Tour Diary – Thunder Bay, Ont (June 26, 2012)

The arena in Thunder Bay is old school…kind of like every rink built across Canada in the 50’s. Most of the buildings that we have been performing in, have been modern arenas based on designs of the big professional palaces, designed to look good and make money….and to make money they have to be easily configured for multi-use. The Fort William Garden is strictly a place to play hockey and curl, so it made the day a bit more complicated for the Mellencamp crew and it ended up sounding very much like a hockey rink. It was not great gig for us.
 

When we arrived at the back of the building, this morning, everyone took off; Al to find a bike trail; Margo to colour her roots; Jeff and Pete in search of a music store and me in search of the Kaministiquia River. I was told to avoid the river downtown and head up stream for the best odds of catching something, so I borrowed Pete’s bike and headed up river. The only problem was that the rail yards between the road and the river were a formidable obstacle.
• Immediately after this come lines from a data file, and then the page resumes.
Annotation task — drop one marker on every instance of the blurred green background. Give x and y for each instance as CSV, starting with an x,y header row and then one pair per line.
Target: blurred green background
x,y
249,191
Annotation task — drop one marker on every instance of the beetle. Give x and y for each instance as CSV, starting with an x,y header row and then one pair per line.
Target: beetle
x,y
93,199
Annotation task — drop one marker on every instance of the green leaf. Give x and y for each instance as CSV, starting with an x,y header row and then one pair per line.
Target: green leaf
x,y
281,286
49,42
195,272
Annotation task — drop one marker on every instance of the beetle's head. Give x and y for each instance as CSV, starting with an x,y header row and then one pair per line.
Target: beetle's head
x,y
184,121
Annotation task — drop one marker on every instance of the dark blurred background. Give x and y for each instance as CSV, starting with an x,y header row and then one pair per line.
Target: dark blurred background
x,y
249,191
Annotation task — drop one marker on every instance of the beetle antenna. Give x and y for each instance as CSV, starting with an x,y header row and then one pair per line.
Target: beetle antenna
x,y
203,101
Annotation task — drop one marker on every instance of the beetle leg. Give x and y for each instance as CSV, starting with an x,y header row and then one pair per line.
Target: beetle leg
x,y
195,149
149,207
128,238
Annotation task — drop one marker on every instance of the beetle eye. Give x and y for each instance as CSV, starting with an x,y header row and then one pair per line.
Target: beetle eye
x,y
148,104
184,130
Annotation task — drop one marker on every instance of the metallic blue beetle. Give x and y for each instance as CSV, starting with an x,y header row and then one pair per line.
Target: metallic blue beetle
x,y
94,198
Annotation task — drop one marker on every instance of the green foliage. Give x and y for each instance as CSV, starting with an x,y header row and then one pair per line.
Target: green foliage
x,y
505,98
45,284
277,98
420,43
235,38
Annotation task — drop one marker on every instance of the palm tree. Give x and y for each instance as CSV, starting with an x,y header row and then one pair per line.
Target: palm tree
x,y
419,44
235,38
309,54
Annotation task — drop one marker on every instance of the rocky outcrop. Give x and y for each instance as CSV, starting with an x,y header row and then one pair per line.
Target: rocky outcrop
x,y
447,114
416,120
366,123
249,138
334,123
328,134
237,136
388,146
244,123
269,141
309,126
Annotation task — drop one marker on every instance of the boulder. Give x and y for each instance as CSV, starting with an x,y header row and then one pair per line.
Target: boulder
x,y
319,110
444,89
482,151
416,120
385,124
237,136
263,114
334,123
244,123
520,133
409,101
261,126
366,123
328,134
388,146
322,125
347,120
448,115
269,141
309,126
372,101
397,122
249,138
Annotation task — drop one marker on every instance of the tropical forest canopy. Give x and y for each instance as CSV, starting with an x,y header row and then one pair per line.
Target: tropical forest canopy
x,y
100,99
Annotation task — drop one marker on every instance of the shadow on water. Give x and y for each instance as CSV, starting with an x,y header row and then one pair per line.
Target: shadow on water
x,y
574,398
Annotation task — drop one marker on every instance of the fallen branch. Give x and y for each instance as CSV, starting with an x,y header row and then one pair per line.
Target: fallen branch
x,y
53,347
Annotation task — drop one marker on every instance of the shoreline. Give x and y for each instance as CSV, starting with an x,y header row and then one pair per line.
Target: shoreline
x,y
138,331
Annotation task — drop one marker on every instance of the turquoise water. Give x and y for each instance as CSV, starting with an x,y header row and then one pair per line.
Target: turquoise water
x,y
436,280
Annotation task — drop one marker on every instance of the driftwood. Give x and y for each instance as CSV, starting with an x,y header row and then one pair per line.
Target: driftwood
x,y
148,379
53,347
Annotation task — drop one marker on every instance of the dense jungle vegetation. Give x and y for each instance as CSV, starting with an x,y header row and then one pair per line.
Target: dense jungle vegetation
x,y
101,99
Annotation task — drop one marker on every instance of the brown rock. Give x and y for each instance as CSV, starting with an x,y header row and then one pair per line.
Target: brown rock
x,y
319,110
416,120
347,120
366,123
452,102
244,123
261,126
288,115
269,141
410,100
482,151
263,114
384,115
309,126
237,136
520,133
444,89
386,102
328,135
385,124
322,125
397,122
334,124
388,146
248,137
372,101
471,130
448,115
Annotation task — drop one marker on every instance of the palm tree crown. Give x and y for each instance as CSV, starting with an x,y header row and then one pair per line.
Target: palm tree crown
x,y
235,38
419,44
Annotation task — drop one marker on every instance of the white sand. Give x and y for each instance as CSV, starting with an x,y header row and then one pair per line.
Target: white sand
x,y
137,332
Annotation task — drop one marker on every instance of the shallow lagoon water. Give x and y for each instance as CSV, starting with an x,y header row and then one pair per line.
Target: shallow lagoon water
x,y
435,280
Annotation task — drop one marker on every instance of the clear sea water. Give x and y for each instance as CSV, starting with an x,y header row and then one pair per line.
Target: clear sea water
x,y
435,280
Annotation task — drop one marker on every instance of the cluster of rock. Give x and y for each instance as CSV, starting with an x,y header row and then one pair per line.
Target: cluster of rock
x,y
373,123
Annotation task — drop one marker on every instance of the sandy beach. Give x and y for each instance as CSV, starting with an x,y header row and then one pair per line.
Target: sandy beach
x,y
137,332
After a long ride along the tracks I came across an iron pedestrian bridge that I figured might get me across the tracks and closer to the water. It did, but it also brought me to a memorial park/spot for the First Spike, which was driven in that spot in 1875. In Canada we all learn about the Last Spike, hammered home in Craigellachie, BC in 1885: it signified the completion of the building of the Canadian Pacific Railroad, joining the East coast to the West coast of Canada. We consider it a major nation-building moment. Apparently we were being severely pressured by an expansionist power to our South who had a very large standing army that was in prime fighting shape. The physical bonding of our two coasts by the railway gave our claim to the Western lands some teeth in the eyes of international community. So we celebrate and learn about the Last Spike, but the massive ten year public-works project had to begin somewhere and, what-do-you-know, it began here.


I did find the river and it was a little depressing, lined with functioning and crumbling industries, brackish and stressed. The most frustrating thing was that a twenty minute drive from here would place me in the middle of trees and rocks and rivers and lakes barely disturbed by us humans: perhaps on another day with a little more time. If you ever want a true wilderness experience come to Northern Ontario.